The graph shown below indicates some pattern in residuals which could be explored further, though this level of pattern relative to the magnitude of changes in the observed data may be unimportant.

## which=2 produces a graph of a quantile-quantile (QQ) plot

plot(severity.lm,which=2)

Points should lie close to a line on the QQ plot if residuals are from a normal distribution. The QQ plot above shows a very slight indication that the residual might not come from a normal distribution, since the last two observations deviate farther from the fitted line.

After fitting the linear model, the function `predict()`

can be used to generate fitted values. The function `data.frame()`

is used below to create a table of original data and fitted values.

options(digits=4)

fit.with.se<-predict(

severity.lm,

se.fit=TRUE

)

data.frame(

severity,

fitted.value=predict(severity.lm),

residual=resid(severity.lm),

fit.with.se

)

disease temperature fitted.value residual fit se.fit df residual.scale

1 1.9 2 3.146 -1.2457 3.146 1.0004 8 2.028

2 3.1 1 2.904 0.1960 2.904 1.0499 8 2.028

3 3.3 5 3.871 -0.5707 3.871 0.8629 8 2.028

4 4.8 5 3.871 0.9293 3.871 0.8629 8 2.028

5 5.3 20 7.496 -2.1959 7.496 0.7425 8 2.028

6 6.1 20 7.496 -1.3959 7.496 0.7425 8 2.028

7 6.4 23 8.221 -1.8209 8.221 0.8545 8 2.028

8 7.6 10 5.079 2.5209 5.079 0.6920 8 2.028

9 9.8 30 9.913 -0.1127 9.913 1.1955 8 2.028

10 12.4 25 8.704 3.6957 8.704 0.9432 8 2.028

We can also plot the data set together with the fitted line.

plot(

diseasesev~temperature,

data=severity,

xlab="Temperature",

ylab="% Disease Severity",

pch=16

)

abline(severity.lm,lty=1)

title(main="Graph of % Disease Severity vs Temperature")

If the process of checking model assumptions indicates that the linear model is adequate, the linear model can be used to predict the response variable for a given predictor variable.
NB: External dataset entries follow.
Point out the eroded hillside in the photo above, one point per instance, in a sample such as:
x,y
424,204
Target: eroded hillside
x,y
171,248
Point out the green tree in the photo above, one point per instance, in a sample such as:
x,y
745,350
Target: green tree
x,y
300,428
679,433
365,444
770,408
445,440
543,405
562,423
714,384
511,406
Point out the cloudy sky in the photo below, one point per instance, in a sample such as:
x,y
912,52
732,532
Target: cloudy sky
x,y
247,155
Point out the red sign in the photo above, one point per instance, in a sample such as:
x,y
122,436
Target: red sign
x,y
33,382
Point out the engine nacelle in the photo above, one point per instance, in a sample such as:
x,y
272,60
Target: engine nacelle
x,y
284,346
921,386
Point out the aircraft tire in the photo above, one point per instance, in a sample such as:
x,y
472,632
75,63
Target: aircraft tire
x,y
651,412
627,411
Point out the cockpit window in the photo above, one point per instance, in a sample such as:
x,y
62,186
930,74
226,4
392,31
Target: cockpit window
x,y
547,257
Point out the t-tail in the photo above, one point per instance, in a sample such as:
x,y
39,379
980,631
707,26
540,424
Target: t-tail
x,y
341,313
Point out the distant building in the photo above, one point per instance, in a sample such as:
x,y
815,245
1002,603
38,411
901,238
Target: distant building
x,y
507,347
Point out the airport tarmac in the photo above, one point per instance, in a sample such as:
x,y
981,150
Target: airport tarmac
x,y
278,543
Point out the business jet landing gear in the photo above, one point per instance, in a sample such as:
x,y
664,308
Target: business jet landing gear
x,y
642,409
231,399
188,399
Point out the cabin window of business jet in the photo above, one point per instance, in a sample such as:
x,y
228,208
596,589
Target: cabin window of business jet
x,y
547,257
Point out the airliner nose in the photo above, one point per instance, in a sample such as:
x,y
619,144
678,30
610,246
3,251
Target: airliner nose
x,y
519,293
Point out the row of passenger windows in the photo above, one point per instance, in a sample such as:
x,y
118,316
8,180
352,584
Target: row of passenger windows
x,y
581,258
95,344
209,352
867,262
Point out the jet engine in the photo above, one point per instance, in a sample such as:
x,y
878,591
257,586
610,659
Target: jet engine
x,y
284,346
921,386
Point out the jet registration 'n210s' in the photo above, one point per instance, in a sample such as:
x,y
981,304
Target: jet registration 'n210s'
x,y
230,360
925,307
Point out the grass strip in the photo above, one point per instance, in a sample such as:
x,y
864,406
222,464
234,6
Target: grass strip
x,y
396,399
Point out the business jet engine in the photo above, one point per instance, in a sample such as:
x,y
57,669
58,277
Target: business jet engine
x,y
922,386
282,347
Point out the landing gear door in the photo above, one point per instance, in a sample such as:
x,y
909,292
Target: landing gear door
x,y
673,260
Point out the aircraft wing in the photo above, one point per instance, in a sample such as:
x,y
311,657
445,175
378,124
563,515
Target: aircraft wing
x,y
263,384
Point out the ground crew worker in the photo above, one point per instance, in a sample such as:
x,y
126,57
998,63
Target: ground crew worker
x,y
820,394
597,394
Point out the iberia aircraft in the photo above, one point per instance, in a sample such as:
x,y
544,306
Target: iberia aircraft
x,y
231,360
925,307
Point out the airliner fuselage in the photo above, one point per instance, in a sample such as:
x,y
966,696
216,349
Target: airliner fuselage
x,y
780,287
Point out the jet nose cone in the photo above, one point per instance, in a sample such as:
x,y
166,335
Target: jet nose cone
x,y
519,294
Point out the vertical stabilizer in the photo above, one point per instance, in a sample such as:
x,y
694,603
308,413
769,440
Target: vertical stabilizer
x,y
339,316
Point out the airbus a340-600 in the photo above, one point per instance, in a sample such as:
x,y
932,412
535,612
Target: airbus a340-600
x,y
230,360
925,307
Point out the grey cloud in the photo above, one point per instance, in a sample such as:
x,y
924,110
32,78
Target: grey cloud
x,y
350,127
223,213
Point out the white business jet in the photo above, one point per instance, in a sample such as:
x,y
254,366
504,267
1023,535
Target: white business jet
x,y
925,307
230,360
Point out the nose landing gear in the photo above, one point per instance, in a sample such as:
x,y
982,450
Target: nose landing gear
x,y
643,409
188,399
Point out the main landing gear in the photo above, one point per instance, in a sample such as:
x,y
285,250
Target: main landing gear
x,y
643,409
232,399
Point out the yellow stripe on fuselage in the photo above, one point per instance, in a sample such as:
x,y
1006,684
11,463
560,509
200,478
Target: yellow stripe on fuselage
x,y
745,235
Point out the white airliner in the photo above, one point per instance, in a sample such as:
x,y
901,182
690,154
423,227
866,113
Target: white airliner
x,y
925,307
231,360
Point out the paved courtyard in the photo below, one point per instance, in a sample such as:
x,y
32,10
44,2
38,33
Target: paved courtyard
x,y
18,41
## Predict disease severity for three new temperatures

new <- data.frame(temperature=c(15,16,17))

predict(

severity.lm,

newdata=new,

interval="confidence"

)

fit lwr upr

1 6.288 4.803 7.772

2 6.529 5.025 8.034

3 6.771 5.233 8.309

Linear regression with intercept and slope parameters can be used to describe straight-line relationships between variables. For disease progress measured over a limited time period, a straight line may provide a perfectly adequate description. Linear regression that includes additional parameters can be used to describe curved relationships, for example by including a squared term (quadratic term) in the set of predictors, such as time squared. More complicated relationships can readily be described using nonlinear regression.